All’origine, ovviamente c’è un nerd. Quando si disegnavano le reti l’obiettivo degli ingegneri era quello di tracciare uno schema preciso di quali dispositivi fossero collegati nelle rete e in che modo. Solo che a volte il network aziendale si connetteva a reti di altri o ad Internet e il povero ingegnere non sapeva come fossero strutturate quelle reti, allora (nel dubbio) disegnava una nuvoletta che significava sostanzialmente: “qui c’è una rete ma non ho idea di come sia fatta”. Che la tecnologia più ammirata di questi anni prenda il proprio nome e il proprio simbolo dalla sua indeterminatezza, può non essere rassicurante.
Il cloud funziona e non si sa perché, o almeno non si sa esattamente come (questo vuol dire il suo simbolo); ma non è un male. Non sempre è utile avere una conoscenza dettagliata degli strumenti che ci permettono di realizzare i nostri obiettivi, non serve se dobbiamo usarli e non ripararli, modificarli o integrarli. Come semplici utenti meno ne sappiamo e meglio è, a patto che tutto funzioni e che il contratto con i suoi livelli di servizio venga rispettato.
Se invece quella nuvola la vogliamo creare noi o la vogliamo realizzare per altri le cose cambiano.

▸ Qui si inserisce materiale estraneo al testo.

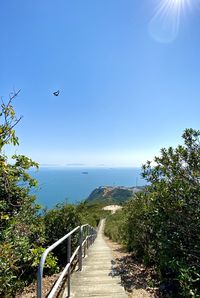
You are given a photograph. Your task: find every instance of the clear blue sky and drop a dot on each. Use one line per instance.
(123, 94)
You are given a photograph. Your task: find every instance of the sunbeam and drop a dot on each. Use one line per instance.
(165, 24)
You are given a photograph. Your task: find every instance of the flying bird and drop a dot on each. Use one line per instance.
(56, 93)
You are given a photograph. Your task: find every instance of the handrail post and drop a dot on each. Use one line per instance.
(39, 283)
(68, 261)
(80, 249)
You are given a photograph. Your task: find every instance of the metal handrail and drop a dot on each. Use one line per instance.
(83, 243)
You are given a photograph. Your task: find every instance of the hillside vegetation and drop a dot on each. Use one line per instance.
(161, 225)
(107, 195)
(26, 230)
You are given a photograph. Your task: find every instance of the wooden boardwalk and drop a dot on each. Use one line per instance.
(96, 279)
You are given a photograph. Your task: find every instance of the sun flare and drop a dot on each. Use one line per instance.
(165, 24)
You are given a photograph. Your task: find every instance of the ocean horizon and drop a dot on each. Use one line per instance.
(74, 184)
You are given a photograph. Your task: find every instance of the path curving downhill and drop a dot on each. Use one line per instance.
(96, 279)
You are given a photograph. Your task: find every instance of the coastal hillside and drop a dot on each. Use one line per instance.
(112, 195)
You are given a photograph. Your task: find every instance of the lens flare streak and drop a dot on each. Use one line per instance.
(165, 24)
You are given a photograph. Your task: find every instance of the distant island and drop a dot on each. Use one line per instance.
(112, 194)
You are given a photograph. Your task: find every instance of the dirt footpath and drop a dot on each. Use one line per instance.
(135, 278)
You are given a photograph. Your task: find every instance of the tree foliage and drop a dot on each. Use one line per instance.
(21, 230)
(162, 224)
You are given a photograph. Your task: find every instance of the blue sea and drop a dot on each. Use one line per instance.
(75, 184)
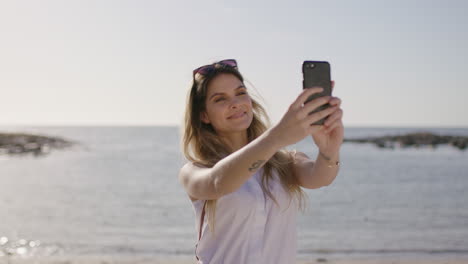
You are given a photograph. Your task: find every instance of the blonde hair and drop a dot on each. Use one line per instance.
(203, 147)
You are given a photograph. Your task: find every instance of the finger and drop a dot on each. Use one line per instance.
(320, 114)
(335, 101)
(336, 124)
(304, 95)
(333, 117)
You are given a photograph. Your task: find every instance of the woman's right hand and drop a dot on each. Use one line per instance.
(296, 123)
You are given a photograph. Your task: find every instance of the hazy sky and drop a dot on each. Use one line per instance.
(395, 63)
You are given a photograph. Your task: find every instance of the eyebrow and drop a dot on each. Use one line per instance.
(240, 86)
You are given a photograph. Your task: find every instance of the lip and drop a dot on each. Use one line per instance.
(237, 115)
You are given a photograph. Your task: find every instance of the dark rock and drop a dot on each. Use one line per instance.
(414, 140)
(20, 143)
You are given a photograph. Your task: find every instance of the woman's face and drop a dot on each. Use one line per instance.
(228, 105)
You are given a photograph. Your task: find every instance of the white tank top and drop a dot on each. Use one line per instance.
(249, 226)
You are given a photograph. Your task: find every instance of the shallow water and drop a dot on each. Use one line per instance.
(118, 194)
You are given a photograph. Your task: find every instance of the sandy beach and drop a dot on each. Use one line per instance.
(446, 259)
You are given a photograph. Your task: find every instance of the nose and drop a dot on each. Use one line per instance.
(235, 103)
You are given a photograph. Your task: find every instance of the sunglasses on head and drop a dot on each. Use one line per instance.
(203, 70)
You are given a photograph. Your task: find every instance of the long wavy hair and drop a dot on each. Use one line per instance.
(202, 146)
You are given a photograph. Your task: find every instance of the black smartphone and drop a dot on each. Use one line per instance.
(317, 73)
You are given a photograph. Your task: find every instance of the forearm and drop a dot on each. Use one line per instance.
(325, 167)
(231, 172)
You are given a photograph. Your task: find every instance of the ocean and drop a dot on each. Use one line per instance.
(117, 193)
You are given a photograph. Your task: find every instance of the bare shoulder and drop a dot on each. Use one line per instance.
(299, 156)
(187, 174)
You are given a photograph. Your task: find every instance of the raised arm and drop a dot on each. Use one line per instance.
(233, 171)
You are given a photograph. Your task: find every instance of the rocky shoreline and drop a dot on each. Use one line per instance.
(22, 143)
(414, 140)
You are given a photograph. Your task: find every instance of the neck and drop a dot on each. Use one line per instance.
(236, 140)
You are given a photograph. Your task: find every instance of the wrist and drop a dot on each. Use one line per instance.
(333, 160)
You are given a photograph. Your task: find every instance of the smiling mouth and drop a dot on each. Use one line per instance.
(238, 115)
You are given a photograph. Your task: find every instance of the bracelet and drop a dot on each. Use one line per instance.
(332, 164)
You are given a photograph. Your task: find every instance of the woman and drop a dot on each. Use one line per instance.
(239, 173)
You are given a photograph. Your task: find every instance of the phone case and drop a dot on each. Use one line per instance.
(317, 73)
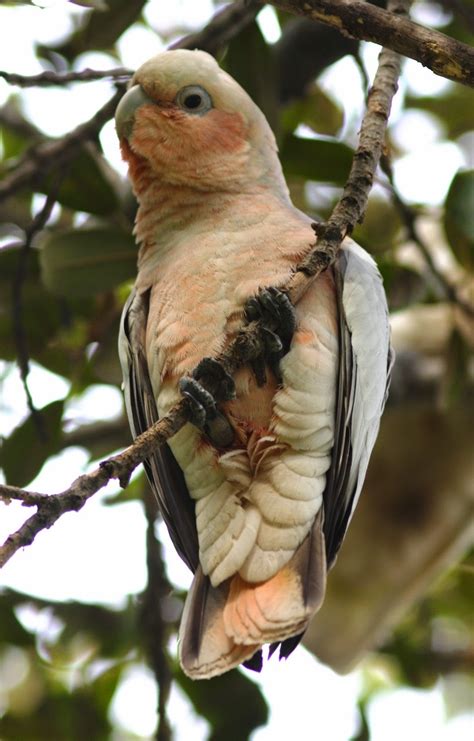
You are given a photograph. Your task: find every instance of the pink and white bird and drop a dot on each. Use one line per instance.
(257, 494)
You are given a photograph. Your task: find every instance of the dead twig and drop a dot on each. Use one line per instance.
(246, 345)
(362, 20)
(409, 218)
(50, 78)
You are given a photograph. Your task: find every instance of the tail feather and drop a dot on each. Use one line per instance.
(226, 625)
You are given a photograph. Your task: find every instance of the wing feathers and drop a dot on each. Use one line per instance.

Si scopre che la leggerezza del Cloud (per gli utilizzatori) è possibile grazie al metallo pesante dei server e delle connessioni che le danno vita. Potete ammirare uno dei datacenter di Google in questo numero (giusto per averne un’idea) che non è neanche tra i più grandi al mondo.
Indubbiamente il cloud libera le idee perché d auna parte consente a chi lo utilizza di concentrarsi sulla propria attività principale e a chi lo propone consente di inventare nuovi servizi, praticamente senza limiti.